Saturday, August 29, 2015

Lies and Decorations

The University of Washington Press has published a new edition of John Okada's NO-NO BOY. Jeffery Chan, Lawson Inada, Shawn Wong and me pooled our money and formed a publishing company, CARP, the Combined Asian Resource Project, to publish NO-NO BOY. We were all self-centered writers mightily impressed with John Okada and his novel.

The University of Washington Press has added a preface authored by Yellow White racists associated with the Japanese American Citizen's League (JACL). My "Afterword" is still attached at the back of the book.

Next month, in New York City, the Pan Asian Repertory Company will open Ken Narasaki's rewrite of Okada's NO-NO BOY with a musical ending for the stage. Car crashes and death are too difficult for the AAstage.

Okada's work convinced four hungry competitive Asian American writers of a writer better than themselves. Okada was better, but his book talked to us. We learned from him, looked into his life in Seattle, and said, "We have to publish this book." And we did.

I like to think that John Okada's NO-NO BOY is special to Yellow readers because four Yellow writers and an artist restored it to print.

My writer's sensibilities are offended by the intrusion of an illiterate editorial authority, over a work the illiterate editorial authority doesn't like.

If you don't like Okada, stay out of his bathroom, bedroom, stay out of his house, get out of his fucking book. Just leave it alone. If you publish it, the people will read. If you publish what you hate on page one, shame on you. Tsk tsk tsk. Sniff. Sniff. I smell the slime of the JACL!
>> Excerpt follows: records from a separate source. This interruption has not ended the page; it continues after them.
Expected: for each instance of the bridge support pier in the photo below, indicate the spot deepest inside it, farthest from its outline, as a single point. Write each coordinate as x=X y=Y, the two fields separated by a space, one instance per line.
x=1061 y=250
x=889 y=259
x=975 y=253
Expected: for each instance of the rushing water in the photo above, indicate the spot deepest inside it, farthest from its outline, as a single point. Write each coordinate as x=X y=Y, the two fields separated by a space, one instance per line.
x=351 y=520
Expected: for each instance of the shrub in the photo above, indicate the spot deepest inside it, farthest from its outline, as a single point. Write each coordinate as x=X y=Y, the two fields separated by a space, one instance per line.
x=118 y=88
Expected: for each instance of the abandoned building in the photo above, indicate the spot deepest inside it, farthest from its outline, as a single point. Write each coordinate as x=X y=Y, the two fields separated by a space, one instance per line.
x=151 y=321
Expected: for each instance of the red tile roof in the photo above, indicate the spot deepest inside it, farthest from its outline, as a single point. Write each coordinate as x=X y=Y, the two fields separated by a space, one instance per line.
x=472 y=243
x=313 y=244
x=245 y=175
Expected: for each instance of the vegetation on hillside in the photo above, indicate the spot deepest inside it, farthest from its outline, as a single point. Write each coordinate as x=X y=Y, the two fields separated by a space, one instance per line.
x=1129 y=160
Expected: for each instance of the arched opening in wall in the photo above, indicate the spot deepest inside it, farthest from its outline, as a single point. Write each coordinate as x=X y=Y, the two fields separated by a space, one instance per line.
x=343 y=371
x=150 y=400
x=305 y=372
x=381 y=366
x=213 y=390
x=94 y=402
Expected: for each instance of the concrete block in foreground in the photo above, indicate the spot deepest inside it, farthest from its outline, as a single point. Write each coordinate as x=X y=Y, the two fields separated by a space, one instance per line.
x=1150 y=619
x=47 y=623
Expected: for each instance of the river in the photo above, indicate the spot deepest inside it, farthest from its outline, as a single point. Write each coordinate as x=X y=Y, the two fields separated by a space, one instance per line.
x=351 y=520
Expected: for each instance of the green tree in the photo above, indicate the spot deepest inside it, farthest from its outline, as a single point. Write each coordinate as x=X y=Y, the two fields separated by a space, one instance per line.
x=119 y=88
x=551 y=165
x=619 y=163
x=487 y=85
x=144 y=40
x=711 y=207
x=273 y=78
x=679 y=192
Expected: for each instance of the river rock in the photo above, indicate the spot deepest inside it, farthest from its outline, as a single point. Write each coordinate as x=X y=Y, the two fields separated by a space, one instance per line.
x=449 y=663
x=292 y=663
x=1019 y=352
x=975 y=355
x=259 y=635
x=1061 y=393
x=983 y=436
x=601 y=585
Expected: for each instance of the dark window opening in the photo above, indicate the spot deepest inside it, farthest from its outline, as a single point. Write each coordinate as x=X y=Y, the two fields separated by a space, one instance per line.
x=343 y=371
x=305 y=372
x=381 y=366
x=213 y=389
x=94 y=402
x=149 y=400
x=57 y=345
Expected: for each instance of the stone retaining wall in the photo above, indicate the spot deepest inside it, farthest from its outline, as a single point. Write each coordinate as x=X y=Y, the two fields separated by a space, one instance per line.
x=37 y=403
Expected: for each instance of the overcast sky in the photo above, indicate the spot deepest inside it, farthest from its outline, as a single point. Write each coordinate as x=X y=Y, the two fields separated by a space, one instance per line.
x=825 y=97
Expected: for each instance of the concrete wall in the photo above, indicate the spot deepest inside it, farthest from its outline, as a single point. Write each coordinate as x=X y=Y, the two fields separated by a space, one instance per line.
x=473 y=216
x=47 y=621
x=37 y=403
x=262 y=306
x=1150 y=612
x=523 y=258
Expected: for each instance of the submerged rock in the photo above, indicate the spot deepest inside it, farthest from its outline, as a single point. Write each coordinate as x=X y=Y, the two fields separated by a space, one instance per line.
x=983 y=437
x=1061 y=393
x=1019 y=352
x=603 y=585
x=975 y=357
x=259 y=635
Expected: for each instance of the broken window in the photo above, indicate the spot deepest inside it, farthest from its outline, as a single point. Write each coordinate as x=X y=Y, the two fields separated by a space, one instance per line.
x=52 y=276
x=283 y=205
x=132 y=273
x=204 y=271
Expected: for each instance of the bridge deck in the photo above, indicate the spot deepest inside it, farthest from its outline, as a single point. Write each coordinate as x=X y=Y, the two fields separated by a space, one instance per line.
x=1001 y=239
What is the next step beyond Okada's NO-NO BOY? The oppressor JACL and 442nd face to face with their victims the camp people and their offspring. The guilt driven grandchildren of Goering, Himmler, and Hoes and the grandchildren of victims harboring vengeance are seeking each other out and connecting. The Japanese Americans and the White racists don't know the other exists in the same story. "The moving hand writes, and having writ, writes on," as the non-Chinese, Omar Khayaam wrote. Thanks, Omar.